Le capi du Standard a rarement peur de l’ouvrir. Et parfois, ça vaut même la peine d’en rajouter. Parlez-vous français ?

On s’est un peu amusé. Amusé à sélectionner quelques déclarations faites par Adrien Trebel depuis l’été dernier. Il a le profil pour ce petit jeu. Parce qu’un Trebel élogieux, c’est agréable à entendre. Un Trebel fâché, c’est succulent à écouter. Un Trebel philosophe, ça se déguste. Un Trebel énigmatique, ça passionne. Un Trebel comme ci, un Trebel comme ça, ça peut être du pain bénit. Alors, on le provoque. Raconte-nous plus encore… Voici ses phrases chocs de la deuxième moitié de 2016. Et ce qu’il a à y ajouter. Intéressant et généralement percutant.

 » A priori, mon pied droit ne me sert qu’à monter dans le bus. Mais il n’est pas trop mal. Belfodil a mis une semaine pour deviner si j’étais gaucher ou droitier.  »

Onur Kaya nous a récemment expliqué que les gauchers avaient quelque chose en plus, qu’ils étaient plus élégants. Tu confirmes ?

ADRIEN TREBEL : D’abord, c’est vrai que notre souci à nous, les gauchers, c’est que notre droit ne nous sert généralement pas à grand-chose. Je vois beaucoup de gauchers qui ont deux pieds gauches… Souvent, les droitiers n’ont pas le même problème avec leur pied gauche. Les droitiers Andrés Iniesta et Neymar savent parfaitement se servir de leur gauche. Alors que les gauchers Lionel Messi et Arjen Robben font la plupart de leurs mouvements avec leur pied gauche.
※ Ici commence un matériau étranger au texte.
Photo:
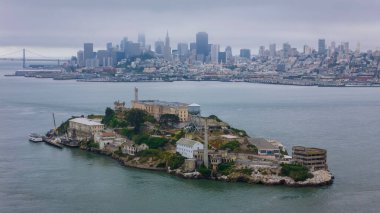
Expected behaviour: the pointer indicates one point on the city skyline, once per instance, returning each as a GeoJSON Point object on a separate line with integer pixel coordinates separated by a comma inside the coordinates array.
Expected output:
{"type": "Point", "coordinates": [245, 24]}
Ils sont aussi capables de marquer du droit, mais les dribbles et les touches, ils les font surtout avec le gauche.

Tu as une explication ?

TREBEL : Peut-être qu’inconsciemment, les gauchers travaillent moins leur mauvais pied parce qu’on leur a toujours dit qu’ils formaient une catégorie à part, peut-être privilégiée, parce qu’ils ont toujours entendu qu’ils étaient naturellement plus élégants que les droitiers. En plus, un gaucher a généralement plus de facilité à mettre le ballon exactement où il le veut. Donc, il continue à bosser pour améliorer surtout son pied gauche. Bref, je suis content d’être gaucher.

 » Je vénère Iniesta, c’est un extraterrestre.  »

Pourquoi lui ?

TREBEL : Déjà, il joue à mon poste. C’est pour ça que je parle surtout de lui. J’ai une déception pour Iniesta : il n’a jamais reçu le Ballon d’Or. Pourtant, il y a eu une époque où il l’aurait vraiment mérité. Ce sera toujours très compliqué avec deux gars qui mettent je ne sais combien de buts chaque saison mais je constate que lui, il sait tout faire : attaquer, marquer, défendre, faire toujours les bons choix. Iniesta est complet de partout…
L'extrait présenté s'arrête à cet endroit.